Show me the money with a financial planning career! If you're considering a career in financial planning then you better enjoy working with numbers and people, more specifically, people and their money. Arm yourself with information found in this article to assist you in making an informed decision.

What is a Financial Planner?

A financial planner is someone who acts as an adviser to his or her clients. They find out what the client's financial goals are and use this information to create a plan. This plan gives clients a roadmap to follow in achieving their financial goals (such as retiring by a certain age, having a certain amount of money saved for something etc.). Contrary to what some believe, a financial planner is a lot different from an accountant, as financial planners advise how to use money, whereas an accountant keeps track of the money.

Financial planners are considered "jacks of all trades" because they must know a lot about the financial world. They must be well versed in stocks, savings bonds and other forms of investments. This does not mean that they do not consult with others, however. Good financial planners also consult with a client's other advisers (lawyers, accountants etc.) to fully understand a client's situation so that they can offer good information. Because of the variety of things they must do, a financial planning career is very intriguing for those who like variety in their day-to-day activities.

What Does it Take to Become a Financial Planner?

A financial planner should have a bachelor's degree that includes coursework in mathematics, statistics, economics, & business. A degree is not a requirement, but in nearly all instances a planner will need the Series 7 and Series 66 or 67 license to conduct business on a client's behalf. These licenses allow them to act as a representative of a securities organization and give financial advice.

What is the Pay?

Financial planners, like many others in the corporate/business world, are usually very well paid. Many financial planners earn at least $55,000 a year, with some pulling in as much as $100,000 or more per year. How much you make will depend on whether you're working for a financial firm or going it alone. Typically, as long as you have a good client base, freelance financial planning is more profitable.

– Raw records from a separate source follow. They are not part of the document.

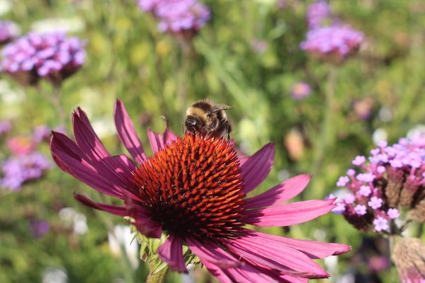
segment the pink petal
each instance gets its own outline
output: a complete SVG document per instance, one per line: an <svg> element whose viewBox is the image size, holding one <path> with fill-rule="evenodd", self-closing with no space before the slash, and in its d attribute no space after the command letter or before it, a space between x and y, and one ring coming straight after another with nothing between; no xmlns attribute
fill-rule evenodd
<svg viewBox="0 0 425 283"><path fill-rule="evenodd" d="M286 226L314 219L329 212L335 199L292 202L245 212L246 224L264 226Z"/></svg>
<svg viewBox="0 0 425 283"><path fill-rule="evenodd" d="M83 204L94 208L96 209L103 210L111 213L113 214L119 215L123 217L128 215L127 207L117 207L115 205L104 204L98 202L94 202L85 195L79 194L74 194L74 197Z"/></svg>
<svg viewBox="0 0 425 283"><path fill-rule="evenodd" d="M158 248L158 255L168 263L170 269L178 272L187 272L183 258L181 239L174 235L170 236Z"/></svg>
<svg viewBox="0 0 425 283"><path fill-rule="evenodd" d="M121 100L118 99L113 109L113 117L120 139L136 161L141 163L146 159L142 143Z"/></svg>
<svg viewBox="0 0 425 283"><path fill-rule="evenodd" d="M114 183L108 175L100 174L84 158L83 153L74 142L61 133L52 132L52 135L50 150L61 169L103 194L123 198L120 184Z"/></svg>
<svg viewBox="0 0 425 283"><path fill-rule="evenodd" d="M336 255L346 253L351 249L351 247L347 245L285 238L251 230L246 230L246 233L254 237L264 238L276 244L285 245L295 248L305 253L310 258L324 258L329 255Z"/></svg>
<svg viewBox="0 0 425 283"><path fill-rule="evenodd" d="M244 192L251 192L267 177L273 166L274 154L274 144L266 144L241 166L245 184Z"/></svg>
<svg viewBox="0 0 425 283"><path fill-rule="evenodd" d="M177 139L177 137L168 127L165 129L162 134L157 134L148 129L147 137L154 153L158 151L159 149L164 149L166 144Z"/></svg>
<svg viewBox="0 0 425 283"><path fill-rule="evenodd" d="M200 243L191 237L188 237L186 240L188 247L200 259L225 268L239 266L242 264L239 260L223 251L215 243L205 240Z"/></svg>
<svg viewBox="0 0 425 283"><path fill-rule="evenodd" d="M278 280L273 280L254 267L240 262L212 242L205 241L201 244L193 238L188 238L186 243L191 250L199 257L201 262L220 282L278 282Z"/></svg>
<svg viewBox="0 0 425 283"><path fill-rule="evenodd" d="M127 202L127 200L126 200ZM128 215L135 219L133 224L137 231L147 238L161 238L162 227L161 224L152 220L150 212L137 204L127 203Z"/></svg>
<svg viewBox="0 0 425 283"><path fill-rule="evenodd" d="M320 265L304 253L265 238L246 236L225 242L230 250L256 265L300 277L329 277Z"/></svg>
<svg viewBox="0 0 425 283"><path fill-rule="evenodd" d="M295 197L307 187L311 175L299 175L256 197L246 199L245 208L269 207Z"/></svg>
<svg viewBox="0 0 425 283"><path fill-rule="evenodd" d="M128 174L123 175L118 173L118 171L130 172L135 167L126 168L124 164L119 162L119 160L111 158L91 126L87 125L89 120L81 108L77 108L72 118L76 144L81 152L84 154L87 161L99 171L100 174L108 175L111 181L119 183L123 187L131 185Z"/></svg>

Cautions About Financial Planning Careers

A career in financial planning is not for everyone. Some people are cut out for the work, but others are not. Some of the cautions about financial planning include:

  • The high level of stress. You are responsible for other people's money. You need to be prepared to deal with clients who may be angry with you if their money doesn't work for them as well as they want it to, or if, by some chance, you make a mistake and they lose money.
  • Keeping up with trends. The finance world is constantly evolving. As such, you need to be able to stay with the times and be aware of what's going on so that you can smartly advise clients. This can add to the stress level.
  • If you don't like "sales" then you may want to avoid this career field. Even if you start with an organization they may or may not provide you with any leads. Building your client base will be your responsibility.